Aus Tagebüchern, Notizbüchern

Zwischenfliege

Gruppenseele

Donnerstag, den 7. Juni 1990

Nach Lektüre des 3. Kapitels in Solschenizyn's "März 17", "Die Brotschlinge":

Bei Schingarjov Sichtbarwerden der Auswirkungen undurchschauter sublimer Gruppenabhängigkeiten auch bei stärkeren Persönlichkeiten.

Auf der Tagung in Loheland:

Gruppenseele war deutlich. Bei manchen Beiträgen war ein gewisses "Falsch" nicht zu überhören (gemeint das russische - wenn auch ursprünglich aus dem deutschen übernommene - "фальш").

In einem Vortrag von Frau Mitzenheim - einer ansonsten sympathischen intelligenten Frau - wurde Albert Steffen auf eine Stufe mit Solschenizyn gestellt. Ja nu; kann man ja sagen; ich kenn Steffen zu wenig. Als aber dann zum Abschluß größere Passagen aus den zur Debatte stehenden "Oasen der Menschlichkeit" vorgelesen wurden, da war mir klar, woher der Wind weht. Was Steffen da schrieb war alles sehr gescheit, sehr fortschrittlich; es gab nichts dagegen zu sagen; und glücklich könnten wir uns schätzen, wenn ähnliches heutzutage öfter ausgesprochen würde. - Nur: Gesagt wurde es in einem gestelzten, belehrenden Predigerton, von oben herab. Keine zu freier Entwicklung anregende LITERATUR im eigentlichen Sinn, sondern als Erzählung maskierter moralisierend erhobener Zeigefinger.

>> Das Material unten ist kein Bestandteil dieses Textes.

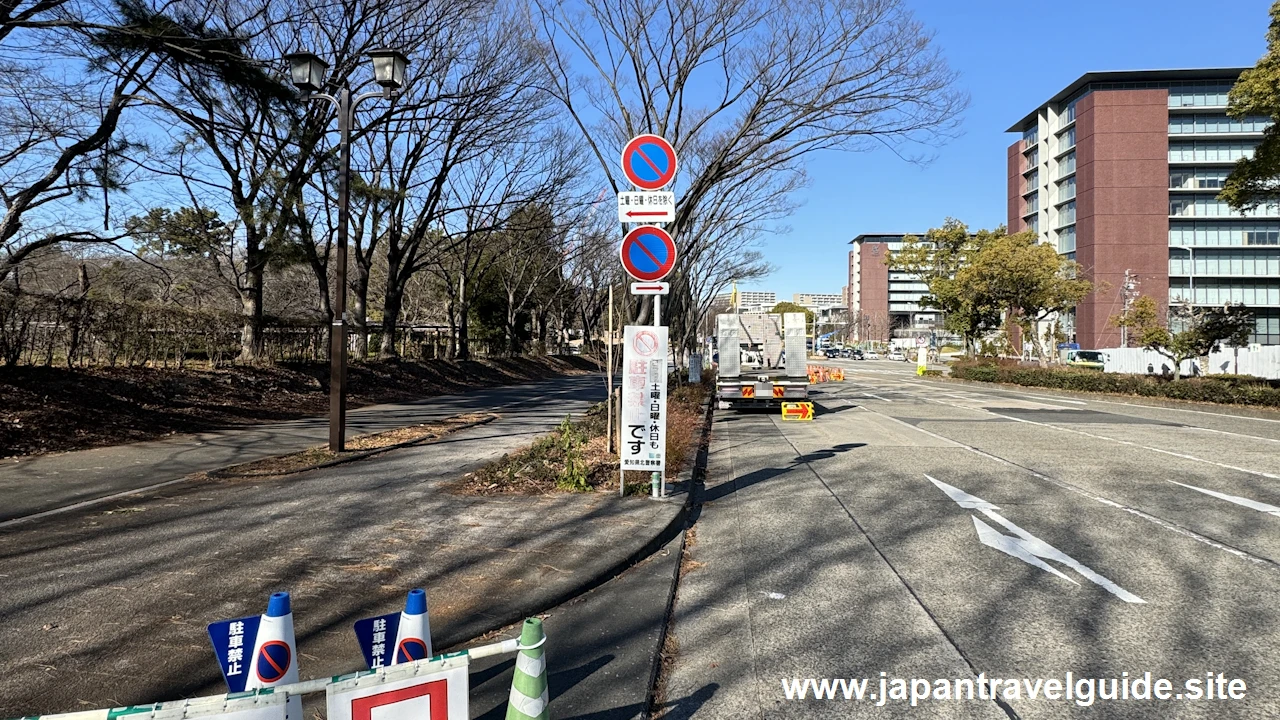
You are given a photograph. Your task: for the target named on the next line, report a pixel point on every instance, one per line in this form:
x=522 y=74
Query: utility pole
x=1128 y=292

Doch niemand fand was dabei.

Zum Schluß fragte ich Klaus: Ob man da nicht etwas weit gehe: Steffen auf eine Stufe mit Solschenizyn zu stellen? - Klaus wich aus. Gab aber zu, daß meine Charakterisierung plausibel ist.

Steffen für sich wäre nix besonderes. Ein Schriftsteller halt, der teils gutes, teils weniger gutes, teils fragwürdiges von sich gegeben hat; nicht uninteressant; unter Umständen lohnt es sich gar, sich mit ihm auseinanderzusetzen.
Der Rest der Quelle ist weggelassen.